It was named for the farm Daggaboersnek, which up to 1752 was known as Knapzakfontein. The pass has been in regular use since the 19th century, and a blacksmith, trading post, police station and small hotel were established there. The voortrekker Louis Tregardt for a time (c.1814–1820s) farmed in its vicinity, as did Piet Retief on the northern approach to the crest. In 1837 Benjamin D'Urban determined that the boundary between districts Cradock and Somerset would run over Daggaboers Nek. The 8th Frontier war (1850–1853) took place in the general area, and on old year's eve 1851, deserters from the Cape Corps ambushed and killed two young men, Henry and Edward Trollip, at Sunnyside farm near the nek. The Trollips were British Settlers whose graves can still be seen here, the earliest dating to 1856.

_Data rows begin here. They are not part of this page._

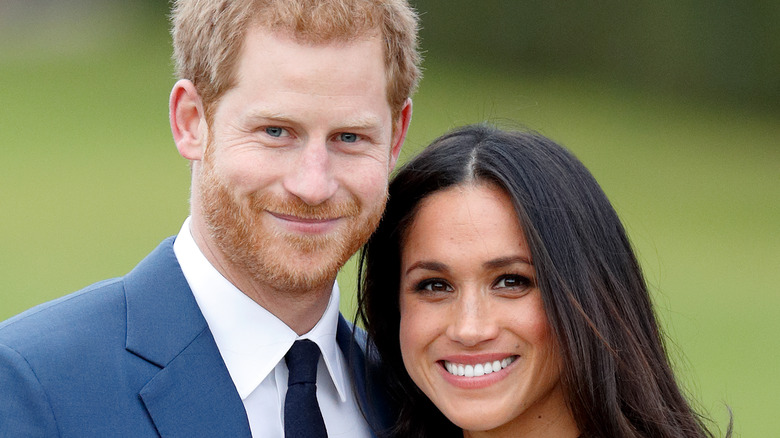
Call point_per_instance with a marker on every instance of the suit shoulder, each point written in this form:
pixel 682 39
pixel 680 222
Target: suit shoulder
pixel 86 314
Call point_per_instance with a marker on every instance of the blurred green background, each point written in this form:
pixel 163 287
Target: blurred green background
pixel 674 106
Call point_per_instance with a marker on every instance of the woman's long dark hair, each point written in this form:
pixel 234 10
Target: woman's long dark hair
pixel 616 375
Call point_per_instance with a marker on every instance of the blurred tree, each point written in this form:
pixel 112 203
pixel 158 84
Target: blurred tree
pixel 722 48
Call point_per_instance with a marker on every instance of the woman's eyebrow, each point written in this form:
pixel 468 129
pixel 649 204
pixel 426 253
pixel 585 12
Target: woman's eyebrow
pixel 506 261
pixel 428 266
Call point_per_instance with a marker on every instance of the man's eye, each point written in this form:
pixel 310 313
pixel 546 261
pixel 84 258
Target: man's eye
pixel 275 131
pixel 348 137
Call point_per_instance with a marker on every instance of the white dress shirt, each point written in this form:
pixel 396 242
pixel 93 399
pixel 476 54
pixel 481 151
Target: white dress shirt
pixel 253 342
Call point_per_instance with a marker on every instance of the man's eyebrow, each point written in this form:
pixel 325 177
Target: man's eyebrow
pixel 427 265
pixel 367 122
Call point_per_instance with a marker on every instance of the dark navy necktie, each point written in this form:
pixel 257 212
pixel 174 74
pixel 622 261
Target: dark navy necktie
pixel 302 416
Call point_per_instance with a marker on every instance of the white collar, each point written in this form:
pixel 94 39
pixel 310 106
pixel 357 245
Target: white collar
pixel 251 339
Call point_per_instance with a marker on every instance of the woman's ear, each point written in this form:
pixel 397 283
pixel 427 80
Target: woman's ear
pixel 188 121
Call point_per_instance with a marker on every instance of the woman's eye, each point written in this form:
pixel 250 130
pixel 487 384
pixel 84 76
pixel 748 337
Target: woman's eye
pixel 348 137
pixel 512 281
pixel 434 286
pixel 275 131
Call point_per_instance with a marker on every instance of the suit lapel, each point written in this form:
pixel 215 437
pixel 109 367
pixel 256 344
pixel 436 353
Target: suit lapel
pixel 193 394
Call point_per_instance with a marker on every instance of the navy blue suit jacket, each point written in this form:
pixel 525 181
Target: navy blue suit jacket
pixel 130 357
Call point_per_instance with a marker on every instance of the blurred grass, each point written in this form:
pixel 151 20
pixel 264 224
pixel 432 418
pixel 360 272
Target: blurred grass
pixel 90 182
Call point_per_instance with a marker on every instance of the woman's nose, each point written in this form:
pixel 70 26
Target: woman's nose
pixel 472 322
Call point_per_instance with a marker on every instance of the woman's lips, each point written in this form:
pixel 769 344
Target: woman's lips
pixel 478 369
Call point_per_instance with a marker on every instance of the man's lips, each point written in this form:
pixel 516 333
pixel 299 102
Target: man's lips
pixel 306 224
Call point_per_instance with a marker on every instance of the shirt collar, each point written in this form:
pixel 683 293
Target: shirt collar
pixel 251 340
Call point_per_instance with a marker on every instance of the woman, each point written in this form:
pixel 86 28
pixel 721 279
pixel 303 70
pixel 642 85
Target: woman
pixel 521 308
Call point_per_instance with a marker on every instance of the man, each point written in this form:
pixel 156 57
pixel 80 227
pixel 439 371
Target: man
pixel 292 114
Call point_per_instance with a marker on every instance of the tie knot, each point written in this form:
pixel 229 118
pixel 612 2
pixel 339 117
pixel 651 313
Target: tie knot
pixel 302 362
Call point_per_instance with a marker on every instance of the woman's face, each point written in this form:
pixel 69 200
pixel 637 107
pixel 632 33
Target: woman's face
pixel 474 335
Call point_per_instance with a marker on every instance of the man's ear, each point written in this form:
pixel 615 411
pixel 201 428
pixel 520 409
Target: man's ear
pixel 399 131
pixel 188 121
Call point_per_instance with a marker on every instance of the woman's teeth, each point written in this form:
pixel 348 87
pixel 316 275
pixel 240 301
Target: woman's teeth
pixel 480 369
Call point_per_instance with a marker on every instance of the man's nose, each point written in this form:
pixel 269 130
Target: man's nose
pixel 311 177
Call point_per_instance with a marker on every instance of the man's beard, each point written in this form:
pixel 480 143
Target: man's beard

The Daggaboer Farm Stall opened in November 2006 on the northern approach, some 3 km from the crest, and Daggaboer safaris on the southern approach offers overnight accommodation. SANRAL started a major upgrade of the pass in January 2013, which was expected to take 5 years.

"Dagga" is a South African word for wheat, grass or cannabis, while "boers" means farmers', and "nek" is a saddle, yet the origin of this place name is not known. It is speculated that cannabis may have been cultivated here, perhaps as a supplement to horse feed. "Dagga" was however also a Khoisan word for game, while "Daggaboer" may be a concatenation of a greeting like "dag ou boer."